Some say writers are made by place: where they grew up and lived, the roads they walked, or the alleys of tenement apartments through which they ran. Others, that writers aren't made at all, but make themselves, somehow, through the sweat and crafting of years. I don't know. I can't imagine Richard Wright as Richard Wright without his growing up in Mississippi, or Baldwin without Harlem or his Paris. Did Faulkner discover Yoknapatawpha, or did it discover him? Remove O'Connor from Georgia and what stories would we have? Or say Hemingway never went to war. Say there never was a war.
But there was. And he went.
I write stories, novellas, and novels, and I wonder what makes a writer. Kurt Vonnegut described writers as loping around like gut-shot bears. I like that. Barry Hannah has said writers observe everything. That they stare, like cows. Many writers have talked of the importance of place in their work and in their lives. The land they dwelt in ends up dwelling, somehow, unavoidably and deeply, in them as well. The soul of a writer absorbs it all, even if unconsciously.
Maybe it's simple as our childhoods: those temporary Edens, such as they were, the good and the terrible, that we once knew and had to leave, but that never have fully left us. We carry them, and then are driven to write either toward or away from what they were and who we are.

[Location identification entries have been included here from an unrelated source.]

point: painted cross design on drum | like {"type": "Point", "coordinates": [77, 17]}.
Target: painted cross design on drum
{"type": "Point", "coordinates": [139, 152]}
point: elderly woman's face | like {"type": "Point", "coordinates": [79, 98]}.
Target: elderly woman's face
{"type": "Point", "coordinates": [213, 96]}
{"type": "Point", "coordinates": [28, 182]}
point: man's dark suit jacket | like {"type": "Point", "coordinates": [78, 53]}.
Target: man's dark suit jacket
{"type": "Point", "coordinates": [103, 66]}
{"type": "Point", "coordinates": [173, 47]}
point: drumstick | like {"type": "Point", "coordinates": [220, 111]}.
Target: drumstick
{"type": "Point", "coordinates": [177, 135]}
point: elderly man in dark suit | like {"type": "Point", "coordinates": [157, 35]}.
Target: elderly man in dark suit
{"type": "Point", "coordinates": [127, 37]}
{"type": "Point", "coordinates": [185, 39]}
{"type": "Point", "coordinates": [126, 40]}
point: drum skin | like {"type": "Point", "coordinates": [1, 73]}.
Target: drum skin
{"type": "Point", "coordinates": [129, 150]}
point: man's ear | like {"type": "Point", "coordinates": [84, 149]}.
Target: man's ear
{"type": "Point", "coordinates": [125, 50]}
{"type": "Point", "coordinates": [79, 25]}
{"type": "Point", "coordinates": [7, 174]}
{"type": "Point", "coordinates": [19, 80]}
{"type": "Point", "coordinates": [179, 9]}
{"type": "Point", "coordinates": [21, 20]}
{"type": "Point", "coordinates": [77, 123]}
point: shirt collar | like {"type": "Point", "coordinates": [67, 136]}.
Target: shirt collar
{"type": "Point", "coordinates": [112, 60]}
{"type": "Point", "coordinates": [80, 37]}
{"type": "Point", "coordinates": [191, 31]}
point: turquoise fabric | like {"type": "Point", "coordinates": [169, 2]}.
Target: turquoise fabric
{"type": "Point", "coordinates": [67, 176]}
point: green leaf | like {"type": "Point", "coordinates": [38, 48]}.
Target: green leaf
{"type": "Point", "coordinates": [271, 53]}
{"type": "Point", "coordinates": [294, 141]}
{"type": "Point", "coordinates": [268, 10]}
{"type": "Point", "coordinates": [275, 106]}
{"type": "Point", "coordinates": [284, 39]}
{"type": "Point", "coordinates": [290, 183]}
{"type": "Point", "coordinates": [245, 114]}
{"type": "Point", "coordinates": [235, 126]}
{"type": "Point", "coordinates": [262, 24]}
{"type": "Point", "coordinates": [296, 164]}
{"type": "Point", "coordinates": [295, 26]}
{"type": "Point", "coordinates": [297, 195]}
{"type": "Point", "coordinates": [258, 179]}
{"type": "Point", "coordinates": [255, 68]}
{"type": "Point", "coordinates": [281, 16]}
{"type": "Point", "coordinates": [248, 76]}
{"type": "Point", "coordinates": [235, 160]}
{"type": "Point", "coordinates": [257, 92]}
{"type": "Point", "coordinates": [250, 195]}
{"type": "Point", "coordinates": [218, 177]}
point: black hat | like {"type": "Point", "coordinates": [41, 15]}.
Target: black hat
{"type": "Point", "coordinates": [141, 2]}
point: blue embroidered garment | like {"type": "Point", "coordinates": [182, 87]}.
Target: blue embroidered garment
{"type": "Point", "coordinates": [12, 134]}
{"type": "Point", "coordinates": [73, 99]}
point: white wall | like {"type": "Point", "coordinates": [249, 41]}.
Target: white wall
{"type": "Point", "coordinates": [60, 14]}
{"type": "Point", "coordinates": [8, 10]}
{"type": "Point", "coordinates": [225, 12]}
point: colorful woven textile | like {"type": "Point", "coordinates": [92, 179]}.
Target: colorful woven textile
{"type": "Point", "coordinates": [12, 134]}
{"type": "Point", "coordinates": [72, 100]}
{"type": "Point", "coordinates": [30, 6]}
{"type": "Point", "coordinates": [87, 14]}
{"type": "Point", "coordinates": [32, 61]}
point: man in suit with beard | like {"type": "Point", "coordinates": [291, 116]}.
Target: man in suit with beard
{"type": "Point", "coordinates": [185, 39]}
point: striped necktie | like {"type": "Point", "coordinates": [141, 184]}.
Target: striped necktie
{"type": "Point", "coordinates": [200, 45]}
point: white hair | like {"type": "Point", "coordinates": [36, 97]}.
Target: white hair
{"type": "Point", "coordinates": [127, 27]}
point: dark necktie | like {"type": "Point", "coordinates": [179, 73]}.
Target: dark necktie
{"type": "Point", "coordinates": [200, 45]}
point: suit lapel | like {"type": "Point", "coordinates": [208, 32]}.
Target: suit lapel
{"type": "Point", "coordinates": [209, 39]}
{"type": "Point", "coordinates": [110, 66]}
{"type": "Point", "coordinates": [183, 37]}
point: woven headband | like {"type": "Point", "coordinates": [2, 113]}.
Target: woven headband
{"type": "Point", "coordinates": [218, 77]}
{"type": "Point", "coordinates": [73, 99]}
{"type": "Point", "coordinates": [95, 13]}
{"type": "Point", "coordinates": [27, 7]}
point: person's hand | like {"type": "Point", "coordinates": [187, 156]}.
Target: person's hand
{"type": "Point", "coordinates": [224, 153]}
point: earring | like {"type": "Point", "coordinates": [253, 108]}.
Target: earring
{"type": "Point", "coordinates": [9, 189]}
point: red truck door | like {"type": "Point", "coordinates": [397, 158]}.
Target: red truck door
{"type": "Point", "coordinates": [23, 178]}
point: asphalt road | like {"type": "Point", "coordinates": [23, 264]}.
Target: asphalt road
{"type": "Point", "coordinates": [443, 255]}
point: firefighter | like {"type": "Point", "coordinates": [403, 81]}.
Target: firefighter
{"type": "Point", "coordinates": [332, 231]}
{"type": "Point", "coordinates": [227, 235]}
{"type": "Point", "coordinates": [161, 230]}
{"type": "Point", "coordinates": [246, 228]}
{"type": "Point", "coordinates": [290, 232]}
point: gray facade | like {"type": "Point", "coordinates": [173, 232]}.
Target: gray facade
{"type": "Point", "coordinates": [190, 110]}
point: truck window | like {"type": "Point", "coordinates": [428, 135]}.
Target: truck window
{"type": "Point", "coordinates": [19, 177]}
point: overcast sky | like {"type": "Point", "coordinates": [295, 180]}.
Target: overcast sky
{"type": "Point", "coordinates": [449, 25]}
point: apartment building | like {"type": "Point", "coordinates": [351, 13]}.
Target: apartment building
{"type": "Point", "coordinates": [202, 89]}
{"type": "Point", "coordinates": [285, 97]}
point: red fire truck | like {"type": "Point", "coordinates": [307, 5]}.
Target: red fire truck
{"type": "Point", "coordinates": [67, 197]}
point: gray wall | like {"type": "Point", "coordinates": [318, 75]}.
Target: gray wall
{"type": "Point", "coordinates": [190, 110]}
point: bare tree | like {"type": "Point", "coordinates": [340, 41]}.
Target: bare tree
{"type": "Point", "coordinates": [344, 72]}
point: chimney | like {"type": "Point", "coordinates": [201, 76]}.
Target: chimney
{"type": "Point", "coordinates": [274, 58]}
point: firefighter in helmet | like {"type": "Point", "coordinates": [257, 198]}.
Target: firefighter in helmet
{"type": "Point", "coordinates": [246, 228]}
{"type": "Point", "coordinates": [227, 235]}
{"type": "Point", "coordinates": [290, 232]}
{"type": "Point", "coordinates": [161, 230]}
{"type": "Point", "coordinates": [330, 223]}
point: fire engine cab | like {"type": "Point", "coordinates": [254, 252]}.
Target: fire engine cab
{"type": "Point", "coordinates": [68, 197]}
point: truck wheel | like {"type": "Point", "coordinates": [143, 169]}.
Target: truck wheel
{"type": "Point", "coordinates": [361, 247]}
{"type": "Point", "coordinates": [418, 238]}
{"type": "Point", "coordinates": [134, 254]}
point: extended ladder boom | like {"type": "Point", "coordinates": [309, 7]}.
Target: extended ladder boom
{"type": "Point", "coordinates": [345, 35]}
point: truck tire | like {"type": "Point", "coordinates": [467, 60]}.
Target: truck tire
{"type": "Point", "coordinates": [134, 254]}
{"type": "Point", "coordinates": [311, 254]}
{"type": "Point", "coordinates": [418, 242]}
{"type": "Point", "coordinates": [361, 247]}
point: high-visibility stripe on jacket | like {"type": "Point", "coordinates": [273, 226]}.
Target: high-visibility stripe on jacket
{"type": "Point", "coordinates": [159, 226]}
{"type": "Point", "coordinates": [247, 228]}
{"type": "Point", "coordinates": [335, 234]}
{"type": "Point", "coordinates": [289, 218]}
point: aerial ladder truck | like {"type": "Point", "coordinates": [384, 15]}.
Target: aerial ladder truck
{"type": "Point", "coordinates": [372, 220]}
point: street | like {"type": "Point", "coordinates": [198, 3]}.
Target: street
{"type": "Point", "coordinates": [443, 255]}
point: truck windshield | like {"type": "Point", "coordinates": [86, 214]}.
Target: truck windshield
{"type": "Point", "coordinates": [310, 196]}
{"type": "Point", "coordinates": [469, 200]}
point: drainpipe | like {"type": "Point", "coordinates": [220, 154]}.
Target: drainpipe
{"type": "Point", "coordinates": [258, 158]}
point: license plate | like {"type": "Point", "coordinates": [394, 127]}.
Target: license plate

You can't go home again, wrote Thomas Wolfe. Then for the rest of his career all he did was write about home. American literature itself rises and falls on the simple story of the search for a home. Twain's Huck Finn, Hawthorne's Dimmsdale and Hester, Melville's Ishmael, Hemingway's Nick Adams and Jake Barnes, Fitzgerald's Gatsby, back to the pilgrims themselves coming ashore encountering myth as reality.
One of the most profound of our epics in Western literature reduces itself to a very elemental story: A man named Odysseus, after twenty years at war, just wants to get home. Nostos, the Greeks called it. Return. It's where we get our word nostalgia: the longing to return to a familiar wound.
Wounds, like brands, are what make us. And it is out of such wounds that many of this country's best stories have been written.